After her BA in Cultural Anthropology (U of Michigan), she pursued an MA in Medical Anthropology (U of Amsterdam), where she studied maternal anemia in Zanzibar, Tanzania. For her PhD in International Nutrition (Cornell) she returned to observations about anemia in Zanzibar: that anemic women craved earth, raw starch and other non-food substances (pica). During her post-doctoral and faculty positions at University of California (UC) Berkeley, UC Davis, and UC San Francisco, she was involved with a number of studies pertaining to HIV, food insecurity, and infant feeding in sub-Saharan Africa.

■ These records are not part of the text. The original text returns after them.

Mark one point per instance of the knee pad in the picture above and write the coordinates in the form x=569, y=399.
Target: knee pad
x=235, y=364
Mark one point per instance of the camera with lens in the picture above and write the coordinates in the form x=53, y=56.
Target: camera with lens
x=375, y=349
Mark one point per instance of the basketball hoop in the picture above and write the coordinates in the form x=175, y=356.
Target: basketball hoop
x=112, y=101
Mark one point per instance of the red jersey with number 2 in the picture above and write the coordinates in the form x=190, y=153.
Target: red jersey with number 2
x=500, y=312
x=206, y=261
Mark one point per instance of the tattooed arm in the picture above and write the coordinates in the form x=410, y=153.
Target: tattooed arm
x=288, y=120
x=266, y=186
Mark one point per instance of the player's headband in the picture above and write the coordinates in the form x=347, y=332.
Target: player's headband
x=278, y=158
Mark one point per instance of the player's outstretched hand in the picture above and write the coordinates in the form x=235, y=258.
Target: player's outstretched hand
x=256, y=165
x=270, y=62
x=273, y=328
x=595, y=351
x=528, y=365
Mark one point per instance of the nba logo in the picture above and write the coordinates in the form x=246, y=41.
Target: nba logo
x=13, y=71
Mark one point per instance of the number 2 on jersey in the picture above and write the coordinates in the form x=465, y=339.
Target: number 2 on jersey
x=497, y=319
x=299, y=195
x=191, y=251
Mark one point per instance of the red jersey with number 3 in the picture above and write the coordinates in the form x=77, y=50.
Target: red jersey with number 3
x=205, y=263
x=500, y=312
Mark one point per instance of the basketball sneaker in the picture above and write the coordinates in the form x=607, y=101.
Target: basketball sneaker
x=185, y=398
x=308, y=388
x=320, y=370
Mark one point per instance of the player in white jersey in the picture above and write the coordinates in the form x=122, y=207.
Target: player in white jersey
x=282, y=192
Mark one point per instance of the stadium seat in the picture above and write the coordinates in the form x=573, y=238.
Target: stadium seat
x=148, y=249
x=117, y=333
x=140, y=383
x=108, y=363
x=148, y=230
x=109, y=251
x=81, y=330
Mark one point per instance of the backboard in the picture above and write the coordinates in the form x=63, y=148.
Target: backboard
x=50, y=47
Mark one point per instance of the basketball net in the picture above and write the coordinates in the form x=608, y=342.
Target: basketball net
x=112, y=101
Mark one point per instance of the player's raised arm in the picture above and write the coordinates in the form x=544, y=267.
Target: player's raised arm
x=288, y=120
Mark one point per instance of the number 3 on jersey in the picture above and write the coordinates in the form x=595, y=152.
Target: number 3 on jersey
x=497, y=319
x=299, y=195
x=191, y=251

Professor Young’s current research is focused on quantifying human experiences with problems with water, and unpacking their consequences for nutrition, health, and well-being. To that end, she led the development of the Water InSecurity Experiences (WISE) Scales, the first cross-country equivalent way of measuring water access and use (www.WISEscales.org). The WISE Scales have now been used by hundreds of entities in more than 50 countries, and were recently recommended by the United Nations’ Joint Monitoring Program for global monitoring.

She has co-authored more than 170 peer-reviewed publications and been funded by the National Institutes of Health, the National Science Foundation, USAID, and FCDO/BMGF; awards include the Margaret Mead Award for her book Craving Earth, the Nevin Scrimshaw Prize, an Andrew Carnegie Fellowship, and a Leverhulme Visiting Professorship at the London School of Hygiene and Tropical Medicine.